Le nouveau chanteur emprunté à ZUBROWSKA est communicatif, son timbre est moins personnel et profond. Il tenait l'avant-scène avec le bassiste, costaud ayant besoin de place pour bouger. Car l'un des atouts du groupe est de toujours proposer des lives plus énergiques que les versions studios, ce qui passe par des interprétations un peu plus rapides. Ainsi leur répertoire passe mieux, alors qu'ils appartiennent à un courant que j'apprécie moyennement. Le public a bien répondu et l'enceinte de gauche a commencé à s'effondrer plusieurs fois. Dommage que les pépins techniques aient gâché une partie du set.
KRONOS s'est présenté ensuite avec une intro classique et vaguement religieuse. Là encore, quelques soucis sont apparus pour l'une des guitares sur le premier morceau. Mais une fois cela réglé, les Lorrains étaient le premier groupe avec un son vraiment parfait et un envoi de watts propres et énormes... peut-être que les chœurs du bassiste Tom n'étaient pas assez poussés, quand même. Le set privilégiait les deux derniers albums mais intégrait le vieux et rigolo "Demence of the Gnomish Warriors" (à moins que ce soit "Outrance") dont le nouveau chanteur avait oublié le nom. Celui-ci fut présenté par le bassiste Tom, il vient d'Écosse et ne peut encore guère que baragouiner en français quelques mots basiques pour la scène. C'est malheureux à dire, mais son timbre anglophone, son coffre agressif améliorent encore le son, et élimine un des derniers points qui auraient pu gêner la croissance internationale de KRONOS. D'ailleurs Tom exagérait quand il disait que cela faisait longtemps qu'ils n'étaient pas venus nous voir (deux ans).

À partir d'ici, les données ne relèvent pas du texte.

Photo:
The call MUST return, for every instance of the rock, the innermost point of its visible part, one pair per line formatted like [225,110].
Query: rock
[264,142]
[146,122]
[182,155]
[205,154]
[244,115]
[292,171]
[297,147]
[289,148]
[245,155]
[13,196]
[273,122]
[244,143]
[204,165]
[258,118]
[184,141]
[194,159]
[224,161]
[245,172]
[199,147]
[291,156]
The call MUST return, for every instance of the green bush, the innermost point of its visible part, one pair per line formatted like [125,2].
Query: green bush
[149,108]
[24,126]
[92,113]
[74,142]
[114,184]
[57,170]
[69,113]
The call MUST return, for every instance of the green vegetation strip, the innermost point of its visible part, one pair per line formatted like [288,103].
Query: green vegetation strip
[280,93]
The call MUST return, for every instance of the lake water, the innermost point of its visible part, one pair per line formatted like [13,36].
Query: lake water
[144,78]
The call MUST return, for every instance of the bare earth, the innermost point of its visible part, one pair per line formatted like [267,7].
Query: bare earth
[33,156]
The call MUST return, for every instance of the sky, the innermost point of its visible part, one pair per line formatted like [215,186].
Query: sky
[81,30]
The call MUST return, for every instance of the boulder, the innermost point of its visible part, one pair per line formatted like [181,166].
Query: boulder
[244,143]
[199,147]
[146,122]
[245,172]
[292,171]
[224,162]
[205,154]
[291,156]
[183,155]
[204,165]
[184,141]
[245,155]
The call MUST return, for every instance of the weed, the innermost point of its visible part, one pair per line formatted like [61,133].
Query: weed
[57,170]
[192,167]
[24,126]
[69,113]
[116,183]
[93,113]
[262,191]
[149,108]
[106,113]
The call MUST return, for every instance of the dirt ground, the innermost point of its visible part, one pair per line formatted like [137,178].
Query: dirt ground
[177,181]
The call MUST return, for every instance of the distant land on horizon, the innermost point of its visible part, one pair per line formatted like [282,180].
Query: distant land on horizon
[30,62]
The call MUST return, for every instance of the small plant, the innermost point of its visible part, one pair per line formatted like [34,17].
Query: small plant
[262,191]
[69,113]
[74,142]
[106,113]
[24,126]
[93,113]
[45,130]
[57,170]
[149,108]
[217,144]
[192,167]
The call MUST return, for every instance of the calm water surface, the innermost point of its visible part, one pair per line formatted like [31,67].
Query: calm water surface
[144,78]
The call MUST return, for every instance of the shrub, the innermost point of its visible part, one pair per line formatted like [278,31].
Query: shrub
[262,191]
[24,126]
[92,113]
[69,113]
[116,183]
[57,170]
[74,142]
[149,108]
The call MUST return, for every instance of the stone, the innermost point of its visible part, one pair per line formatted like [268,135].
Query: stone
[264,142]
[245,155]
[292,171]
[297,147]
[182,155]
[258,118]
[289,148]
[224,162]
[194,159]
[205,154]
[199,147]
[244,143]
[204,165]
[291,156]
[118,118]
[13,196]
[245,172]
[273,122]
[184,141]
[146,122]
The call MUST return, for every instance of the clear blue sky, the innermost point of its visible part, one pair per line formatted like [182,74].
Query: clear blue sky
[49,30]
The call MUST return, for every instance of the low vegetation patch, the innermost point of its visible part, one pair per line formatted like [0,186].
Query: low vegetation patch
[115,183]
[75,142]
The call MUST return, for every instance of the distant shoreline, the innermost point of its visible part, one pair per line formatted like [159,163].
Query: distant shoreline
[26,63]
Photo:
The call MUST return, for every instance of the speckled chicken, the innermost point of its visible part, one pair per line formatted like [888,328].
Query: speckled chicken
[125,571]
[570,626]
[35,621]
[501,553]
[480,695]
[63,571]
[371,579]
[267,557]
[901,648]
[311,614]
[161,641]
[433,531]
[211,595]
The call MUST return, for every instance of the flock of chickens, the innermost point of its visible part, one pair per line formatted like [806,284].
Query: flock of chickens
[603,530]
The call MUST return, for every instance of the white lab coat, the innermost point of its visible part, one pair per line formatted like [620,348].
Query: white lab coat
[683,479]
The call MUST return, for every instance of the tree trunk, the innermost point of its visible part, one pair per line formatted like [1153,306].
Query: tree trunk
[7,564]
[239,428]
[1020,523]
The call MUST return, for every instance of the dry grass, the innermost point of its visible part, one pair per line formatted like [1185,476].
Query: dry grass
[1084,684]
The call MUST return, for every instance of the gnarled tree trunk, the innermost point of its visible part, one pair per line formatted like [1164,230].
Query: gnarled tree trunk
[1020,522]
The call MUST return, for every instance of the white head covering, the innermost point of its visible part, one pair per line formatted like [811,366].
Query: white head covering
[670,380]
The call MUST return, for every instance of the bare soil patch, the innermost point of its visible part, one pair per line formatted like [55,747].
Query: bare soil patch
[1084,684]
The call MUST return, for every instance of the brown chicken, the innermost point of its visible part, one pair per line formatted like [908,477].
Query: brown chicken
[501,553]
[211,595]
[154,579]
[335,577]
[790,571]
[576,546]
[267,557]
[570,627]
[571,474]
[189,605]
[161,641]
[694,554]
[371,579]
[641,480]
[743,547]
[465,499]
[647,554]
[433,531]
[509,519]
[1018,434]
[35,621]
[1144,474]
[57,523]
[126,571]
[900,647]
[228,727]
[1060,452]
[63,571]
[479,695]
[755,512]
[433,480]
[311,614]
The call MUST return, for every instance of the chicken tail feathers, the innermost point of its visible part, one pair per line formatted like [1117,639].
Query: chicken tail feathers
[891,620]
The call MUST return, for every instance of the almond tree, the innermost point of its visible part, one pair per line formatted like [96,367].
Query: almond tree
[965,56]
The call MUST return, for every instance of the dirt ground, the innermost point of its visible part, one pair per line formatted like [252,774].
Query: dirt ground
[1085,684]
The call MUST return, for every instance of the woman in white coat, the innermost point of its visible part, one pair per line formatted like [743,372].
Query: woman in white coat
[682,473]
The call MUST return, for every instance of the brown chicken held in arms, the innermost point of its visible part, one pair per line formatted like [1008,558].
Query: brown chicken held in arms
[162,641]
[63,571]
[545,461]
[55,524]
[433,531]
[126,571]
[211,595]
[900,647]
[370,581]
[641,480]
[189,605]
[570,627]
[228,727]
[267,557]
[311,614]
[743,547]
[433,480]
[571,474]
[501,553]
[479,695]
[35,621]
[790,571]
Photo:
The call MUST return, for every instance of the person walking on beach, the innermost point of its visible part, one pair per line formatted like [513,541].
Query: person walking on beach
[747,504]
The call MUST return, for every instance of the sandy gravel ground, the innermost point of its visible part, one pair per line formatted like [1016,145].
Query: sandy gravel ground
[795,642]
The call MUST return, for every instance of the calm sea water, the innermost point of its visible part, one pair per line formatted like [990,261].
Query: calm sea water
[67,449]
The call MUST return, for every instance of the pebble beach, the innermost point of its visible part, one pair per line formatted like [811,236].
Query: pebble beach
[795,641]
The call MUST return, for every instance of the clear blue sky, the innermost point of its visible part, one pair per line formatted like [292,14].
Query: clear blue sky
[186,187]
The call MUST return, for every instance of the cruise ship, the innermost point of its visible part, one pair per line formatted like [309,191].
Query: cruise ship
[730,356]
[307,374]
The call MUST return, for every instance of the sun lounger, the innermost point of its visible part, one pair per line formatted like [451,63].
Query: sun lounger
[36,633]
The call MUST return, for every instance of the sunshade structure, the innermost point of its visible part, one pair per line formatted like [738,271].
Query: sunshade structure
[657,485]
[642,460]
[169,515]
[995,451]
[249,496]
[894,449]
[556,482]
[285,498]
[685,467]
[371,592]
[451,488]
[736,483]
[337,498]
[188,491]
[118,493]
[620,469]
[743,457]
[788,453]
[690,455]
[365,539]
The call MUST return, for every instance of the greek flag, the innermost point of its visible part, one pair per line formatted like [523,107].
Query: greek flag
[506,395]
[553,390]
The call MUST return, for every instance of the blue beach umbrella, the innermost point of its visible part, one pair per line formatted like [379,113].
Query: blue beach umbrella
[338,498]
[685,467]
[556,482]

Plein de fureur contrôlée, le set était encore plus carré que lors de ce précédent passage. C'est une vraie machine vivante, entre les écoles floridienne et polonaise. Je regrette de n'avoir pas pu mieux profiter du batteur. En connaissant les compos on pouvait anticiper les fréquents breaks mortels et mieux en jouir encore, c'est le moment où je me suis le plus lâché. Je leur ai pris un t-shirt pour la peine.
En final, têtes rases ou cheveux courts, BENIGHTED nous a menés au carnage. Comme on sait, leur style est plus déjanté : c'est maîtrisé comme une trépanation, mais les Stéphanois privilégient l'agressivité à la propreté. Ce qui passe par un son très abrasif et surtout par des blasts particulièrement méchants. C'est particulièrement adapté pour la scène, même si j'accroche moins sur album. Relancée régulièrement par le chanteur, la fosse n'a pas molli d'autant que ça enchaînait vite. Nous avons eu enfin quelques circles pits, c'est la première fois que j'ai vu un braveheart au Mojomatic. Les retours étaient fusillés dès le premier titre, ce qui n'a pas gêné le gang en fin de compte.
La set list classique ne se focalisait pas que sur le dernier album. Le set a dû être un peu écourté. Le bassiste est venu se promener au fond de la salle pour les derniers titres.
Le retour dans le calme d'une nuit de dimanche printanier formait un contraste apaisant pour les oreilles. Ce concert a été une vraie boucherie, une tannée qui confirme le niveau des trois meilleurs groupes du Death français. Ils sont prêts pour l'exportation en masse et à s'abattre sans merci sur toute hostilité (ha ha ha !).